Definition:
The $\omega$-limit set $L_{\omega}\left ( x \right )$ of $x \in \mathbb{M}$ >is the set of $y \in \mathbb{M}$ which for each y there exists a strictly increasing unbounded sequence of times
$t_{0}<t_{1}<t_{2}<\cdot \cdot \cdot $
such that $\lim_{n\rightarrow \infty}\left \| \Psi_{t_{n}}\left ( x \right )-y \right \|=0$
Definition:
Let $S\subseteq \mathbb{M}$ be an invariant set.
$W^{s}_{s}\left ( S \right )=\left \{ y \in\mathbb{M}:L_{\omega}\left ( y \right )\subseteq S \right \}$
-inset, stable set, stable manifold
and
$W^{u}\left ( S \right )=\left \{ y \in \mathbb{M}:L_{\alpha}\left ( y \right )\subseteq S \right \}$
-outset, unstable set, unstable manifold
I would like to request for a more contextual explanation of the above definition. Would someone kindly do so? Geometrical intuition would be even helpful. Thanks in advance.

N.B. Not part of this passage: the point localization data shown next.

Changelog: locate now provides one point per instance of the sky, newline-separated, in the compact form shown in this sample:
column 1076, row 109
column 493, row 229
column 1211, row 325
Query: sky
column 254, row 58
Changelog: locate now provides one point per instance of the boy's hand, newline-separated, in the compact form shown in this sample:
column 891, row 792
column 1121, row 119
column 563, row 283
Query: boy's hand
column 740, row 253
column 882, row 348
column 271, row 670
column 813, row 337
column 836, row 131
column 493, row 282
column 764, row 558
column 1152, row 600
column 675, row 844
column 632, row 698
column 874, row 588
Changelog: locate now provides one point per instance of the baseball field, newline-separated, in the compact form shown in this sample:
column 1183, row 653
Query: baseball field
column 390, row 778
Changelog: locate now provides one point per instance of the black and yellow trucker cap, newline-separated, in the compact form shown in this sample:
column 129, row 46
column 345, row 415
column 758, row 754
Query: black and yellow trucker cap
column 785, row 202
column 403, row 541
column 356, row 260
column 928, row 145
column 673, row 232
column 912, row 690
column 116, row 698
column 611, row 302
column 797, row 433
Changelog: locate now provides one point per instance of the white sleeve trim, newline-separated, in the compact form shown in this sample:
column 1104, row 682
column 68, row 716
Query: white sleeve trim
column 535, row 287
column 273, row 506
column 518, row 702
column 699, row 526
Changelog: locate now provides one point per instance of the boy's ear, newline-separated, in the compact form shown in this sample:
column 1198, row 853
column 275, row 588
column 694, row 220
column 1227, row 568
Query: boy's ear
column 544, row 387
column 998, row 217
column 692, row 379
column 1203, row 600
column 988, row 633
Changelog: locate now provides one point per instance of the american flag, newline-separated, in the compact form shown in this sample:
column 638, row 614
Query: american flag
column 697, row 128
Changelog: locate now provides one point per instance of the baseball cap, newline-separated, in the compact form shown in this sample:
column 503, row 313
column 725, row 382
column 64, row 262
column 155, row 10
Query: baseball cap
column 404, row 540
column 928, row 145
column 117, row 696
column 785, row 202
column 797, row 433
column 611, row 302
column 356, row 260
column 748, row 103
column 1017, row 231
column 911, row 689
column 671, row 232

That is an unusual way of describing stable/unstable manifolds, and actually wrong in general.
How about say $x'=-x^2$ that has no stable manifold but that according to this definition has? Simply it is not standard (nor correct).
On the other hand, the intuition is clear: stable manifolds of $S$ should more or less be (although in general are not) the set of points that converge to the set $S$.